And we're not talking thousands of birds being released.  We're talking 500 birds on 12,000 acres!!  The edges at Ames ARE where the wild birds are, they groom it that way.  I road the AKC Nationals there last year.  Most of the finds were buried finds in the edges where wild birds live.  As long as the birds act and fly wild, I could care less.


----------



## coveyrise (Feb 17, 2013)

Jetjockey said:


> What happens in a wild bird trial if you get the unlucky draw on a course with ZERO wild birds?  Should you just not come to the line because you know your going birdless?  I've been to trials where there were no birds, it's not much fun.  The lucky dog wins, not the best dog.....  That's no way to run a Nationals..
> 
> And we're not talking thousands of birds being released.  We're talking 500 birds on 12,000 acres!!  The edges at Ames ARE where the wild birds are, they groom it that way.  I road the AKC Nationals there last year.  Most of the finds were buried finds in the edges where wild birds live.  As long as the birds act and fly wild, I could care less.

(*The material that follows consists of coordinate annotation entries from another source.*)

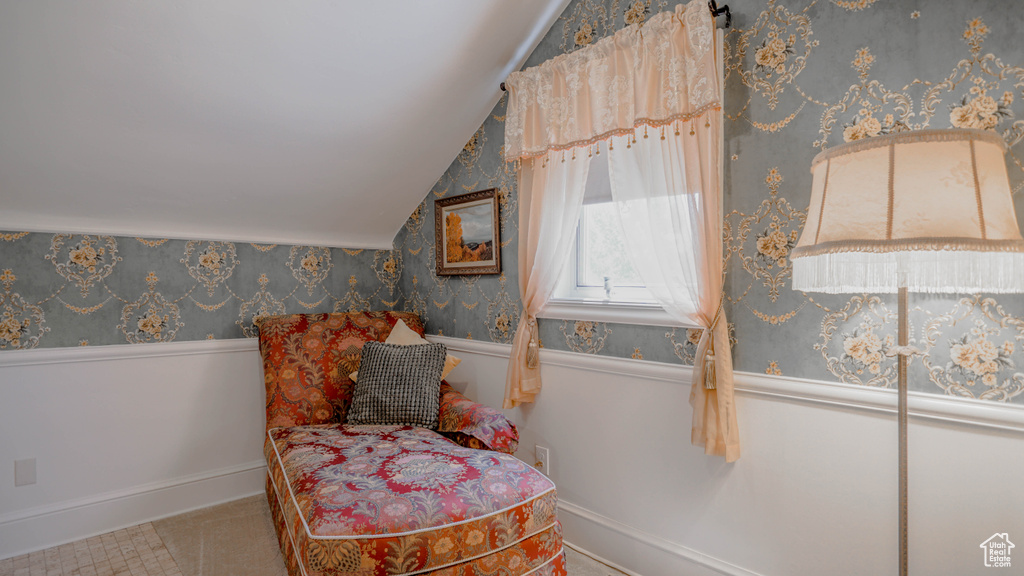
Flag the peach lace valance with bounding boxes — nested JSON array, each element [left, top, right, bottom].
[[505, 0, 721, 161]]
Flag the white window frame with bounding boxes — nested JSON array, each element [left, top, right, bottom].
[[538, 207, 685, 327]]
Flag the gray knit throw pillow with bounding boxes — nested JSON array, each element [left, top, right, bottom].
[[347, 341, 447, 429]]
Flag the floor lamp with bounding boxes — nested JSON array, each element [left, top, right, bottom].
[[792, 129, 1024, 576]]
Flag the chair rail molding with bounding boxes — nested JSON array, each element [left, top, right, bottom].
[[427, 335, 1024, 433], [0, 338, 259, 366]]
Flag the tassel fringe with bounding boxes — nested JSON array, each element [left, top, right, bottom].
[[793, 250, 1024, 294]]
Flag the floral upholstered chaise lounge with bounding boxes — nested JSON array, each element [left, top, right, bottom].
[[259, 312, 565, 576]]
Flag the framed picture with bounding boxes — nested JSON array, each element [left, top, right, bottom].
[[434, 189, 502, 276]]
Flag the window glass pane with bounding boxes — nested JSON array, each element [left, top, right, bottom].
[[578, 202, 643, 286]]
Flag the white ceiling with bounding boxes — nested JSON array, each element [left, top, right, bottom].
[[0, 0, 568, 248]]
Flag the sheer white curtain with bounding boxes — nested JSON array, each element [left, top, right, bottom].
[[608, 114, 739, 462], [505, 0, 739, 461], [504, 151, 590, 408]]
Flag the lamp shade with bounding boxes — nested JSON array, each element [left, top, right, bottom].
[[792, 129, 1024, 293]]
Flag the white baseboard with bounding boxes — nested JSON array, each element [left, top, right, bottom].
[[0, 461, 266, 559], [558, 500, 760, 576], [562, 539, 641, 576]]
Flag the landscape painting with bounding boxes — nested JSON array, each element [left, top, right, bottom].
[[434, 189, 501, 276]]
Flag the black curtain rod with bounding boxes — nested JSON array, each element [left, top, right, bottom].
[[498, 0, 732, 92]]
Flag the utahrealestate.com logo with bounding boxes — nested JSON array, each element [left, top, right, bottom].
[[981, 532, 1014, 568]]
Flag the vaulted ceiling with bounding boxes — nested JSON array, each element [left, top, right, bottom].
[[0, 0, 568, 248]]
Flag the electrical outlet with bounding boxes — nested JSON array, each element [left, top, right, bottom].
[[14, 458, 36, 486], [534, 445, 551, 477]]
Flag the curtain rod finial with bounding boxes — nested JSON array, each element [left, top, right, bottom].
[[708, 0, 732, 28]]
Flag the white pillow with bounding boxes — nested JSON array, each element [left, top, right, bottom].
[[348, 320, 462, 382]]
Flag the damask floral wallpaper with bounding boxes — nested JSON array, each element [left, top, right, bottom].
[[396, 0, 1024, 404], [0, 232, 401, 349], [0, 0, 1024, 404]]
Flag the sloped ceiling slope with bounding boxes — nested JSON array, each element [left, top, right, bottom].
[[0, 0, 567, 248]]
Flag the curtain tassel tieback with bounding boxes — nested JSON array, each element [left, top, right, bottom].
[[703, 297, 728, 390], [526, 318, 541, 370], [705, 352, 718, 390]]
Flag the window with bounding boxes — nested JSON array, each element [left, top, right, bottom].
[[540, 142, 678, 326]]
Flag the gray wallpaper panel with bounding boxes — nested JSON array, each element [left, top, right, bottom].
[[395, 0, 1024, 403]]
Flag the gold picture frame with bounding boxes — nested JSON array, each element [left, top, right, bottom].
[[434, 188, 502, 276]]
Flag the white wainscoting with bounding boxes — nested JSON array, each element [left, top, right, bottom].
[[0, 339, 266, 558], [431, 337, 1024, 576], [0, 337, 1024, 576]]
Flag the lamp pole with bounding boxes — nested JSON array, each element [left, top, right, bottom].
[[897, 286, 910, 576]]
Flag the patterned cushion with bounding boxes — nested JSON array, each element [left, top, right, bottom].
[[259, 312, 423, 429], [437, 382, 519, 454], [265, 424, 564, 576], [345, 342, 447, 429]]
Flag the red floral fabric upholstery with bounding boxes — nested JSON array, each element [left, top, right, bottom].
[[259, 312, 423, 429], [264, 424, 565, 576], [437, 382, 519, 454]]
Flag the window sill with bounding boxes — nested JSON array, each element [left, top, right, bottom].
[[537, 298, 692, 328]]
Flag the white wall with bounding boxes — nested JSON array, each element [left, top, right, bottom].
[[435, 337, 1024, 576], [0, 337, 1024, 576], [0, 340, 266, 558]]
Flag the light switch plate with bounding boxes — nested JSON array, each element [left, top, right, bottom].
[[534, 445, 551, 477], [14, 458, 36, 486]]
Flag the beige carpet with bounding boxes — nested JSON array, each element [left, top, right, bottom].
[[0, 495, 626, 576], [153, 495, 288, 576], [0, 524, 181, 576], [153, 495, 626, 576]]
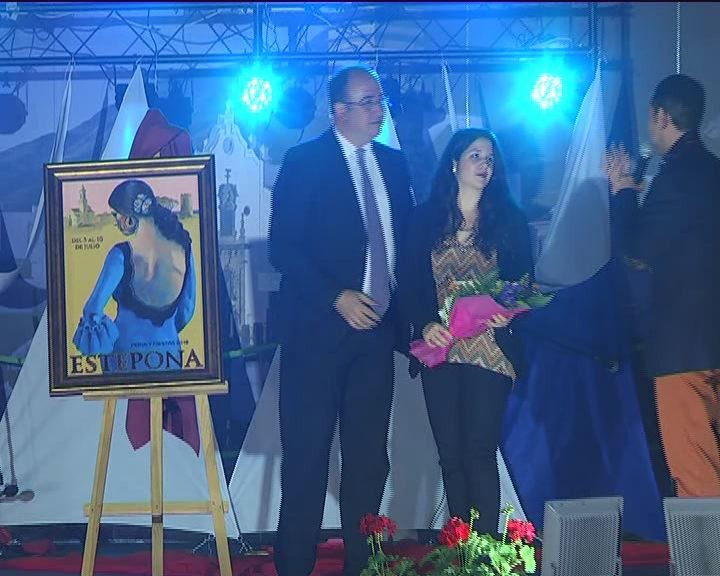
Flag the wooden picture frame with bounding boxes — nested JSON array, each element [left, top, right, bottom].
[[44, 156, 224, 396]]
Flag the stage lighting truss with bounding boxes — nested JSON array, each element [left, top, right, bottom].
[[0, 2, 628, 80]]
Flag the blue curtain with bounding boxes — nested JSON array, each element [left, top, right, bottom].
[[502, 262, 665, 540]]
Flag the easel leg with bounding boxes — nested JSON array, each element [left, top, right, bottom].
[[81, 399, 115, 576], [195, 394, 232, 576], [150, 396, 163, 576]]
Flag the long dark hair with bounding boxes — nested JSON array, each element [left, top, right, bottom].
[[430, 128, 519, 258], [108, 180, 190, 248]]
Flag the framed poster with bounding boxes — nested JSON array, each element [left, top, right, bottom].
[[45, 156, 223, 395]]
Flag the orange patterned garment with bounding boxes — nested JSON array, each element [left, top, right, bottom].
[[432, 236, 515, 380]]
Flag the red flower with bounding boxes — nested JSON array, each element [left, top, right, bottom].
[[380, 516, 397, 536], [439, 517, 470, 548], [360, 514, 397, 536], [508, 520, 535, 544]]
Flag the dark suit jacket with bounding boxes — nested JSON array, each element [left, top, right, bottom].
[[610, 133, 720, 376], [399, 202, 534, 376], [269, 130, 412, 349]]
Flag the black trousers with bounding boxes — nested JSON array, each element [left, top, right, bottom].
[[275, 324, 394, 576], [422, 364, 512, 535]]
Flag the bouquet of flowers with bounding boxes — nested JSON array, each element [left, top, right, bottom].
[[422, 506, 536, 576], [360, 514, 417, 576], [410, 270, 552, 368], [360, 506, 536, 576]]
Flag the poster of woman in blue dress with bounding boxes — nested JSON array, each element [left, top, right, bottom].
[[70, 180, 200, 373], [48, 155, 221, 391]]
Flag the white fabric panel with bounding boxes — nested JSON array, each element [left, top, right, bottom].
[[230, 351, 525, 532], [535, 67, 610, 289], [25, 64, 74, 258]]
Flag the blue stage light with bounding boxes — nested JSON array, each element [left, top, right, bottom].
[[531, 74, 562, 110], [241, 76, 273, 114]]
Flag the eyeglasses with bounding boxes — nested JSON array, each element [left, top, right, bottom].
[[340, 96, 392, 110]]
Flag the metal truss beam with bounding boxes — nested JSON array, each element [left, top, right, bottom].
[[0, 2, 627, 81]]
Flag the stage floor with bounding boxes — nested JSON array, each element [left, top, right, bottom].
[[0, 540, 669, 576]]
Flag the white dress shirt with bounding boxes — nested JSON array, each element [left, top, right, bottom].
[[334, 130, 397, 294]]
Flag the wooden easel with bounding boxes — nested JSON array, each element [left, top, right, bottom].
[[81, 382, 232, 576]]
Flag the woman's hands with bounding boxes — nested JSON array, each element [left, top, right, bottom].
[[423, 314, 510, 348], [423, 322, 453, 348]]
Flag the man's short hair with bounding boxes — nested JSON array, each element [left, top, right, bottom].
[[328, 65, 380, 114], [650, 74, 705, 132]]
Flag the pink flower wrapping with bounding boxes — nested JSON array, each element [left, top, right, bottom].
[[410, 294, 530, 368]]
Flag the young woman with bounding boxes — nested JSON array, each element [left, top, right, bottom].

You never have to pick up a wild bird and throw them in the air. I don't know anything more wilder than a wild bobwhite quail in late feb. They will launch at the sound of a twig snapping. Such a shame they have had to lower the standards at the trials.


----------



## Jetjockey (Feb 17, 2013)

Coach.    Have you been to Ames?  

I'm sure there is more to the story of the handler picking up a bird and throwing it.  I have NEVER heard of that in a trial.


----------



## BFifer (Feb 17, 2013)

Cage fighting... Agreed, good point!


----------



## Jetjockey (Feb 17, 2013)

Ya. Last year when my trainer was living in KY all he trained on for the most part was wild quail.  I spent several days running dogs with him and we found lots of wild coveys. He had lots of wild birds, yet he still headed out to the Dakota's to train on wild birds, even though he had wild quail in his back hard.  I've also run dogs at several trials such as Di Lane that had a mixture of wild birds and released birds.  I have hunted very few wild quail, but I've run dogs on lots of them.  I do however have lots of experience with wild pheasants, sharptail, and chickens.  As a matter of fact, my trainer has now moved to NE so he can train on wild chickens and sharptail.


----------



## Coach K (Feb 17, 2013)

Plus, putting down a feed line also screws up & taints any wild bird natural habits.


----------



## Jetjockey (Feb 17, 2013)

That's good.  I've been hunting wild birds for about 25 years now.  Does that mean we get to talk?  I've killed wild pheasants, sharptail, chickens, chuckar, and quail.  My trial dog also spends 3-4 months a year being trained on only wild birds to include quail, pheasants, sharptail, and chickens.  Does that make her a trial dog who can't find wild birds?


----------



## Coach K (Feb 17, 2013)

I'll talk to your dog, though!  (I'm sure she could tell me a thing, or two!)


----------



## Jetjockey (Feb 17, 2013)

Whats your point?  Wild quail aren't hard for dogs to point.  At least wild bobs aren't. This is the same old boring arguement about trial dogs vs hunting dogs.  I'm glad your hunting dogs found birds in 20 minutes when the trial dogs didn't.  That's not what's asked of a dog running a trial though.  Judges are looking for a lot more than just the number of finds, and if they dont see everything, you dont win.  Good dogs are good dogs.......  Unless you've grown up hunting, and also spent a few years in the trial world, you wouldn't understand the difference between the two.  Wild bobs are hardley the defining bird of a good pointing dog.  You want to prove a dogs worth?  Put them on late season pheasants in December after theyve been hunted mercilessly for 3 months.  Put them above the Snake River and see how athletic they are and how much drive they have climbing those mountains for chuckar.  Put them in a 1 hr+ trial and see if they can go all out without slowing when birds are tough to dig up.......   I grew up hunting wild birds.  I'm a hunter first and foremost.  However, I'm a trialer secondly.  I've seen a TON of dogs over my lifetime, both trial dogs and hunting dogs.   Give me a good trial dog anyday of the week when it comes to strapping on the leather and a 20 gauge for wild birds.  Give me a great trial dog who has been trained on wild birds, and I'll show you a dog that will dig up birds when others just can't.


----------



## BirdNut (Feb 18, 2013)

Ames has upped the technology-sharing each year.  This year's format is nice for viewing.  Some nice photos have been posted.  I have always wanted to go there and observe in person, and take a picture of my dog's granddaddy's statue.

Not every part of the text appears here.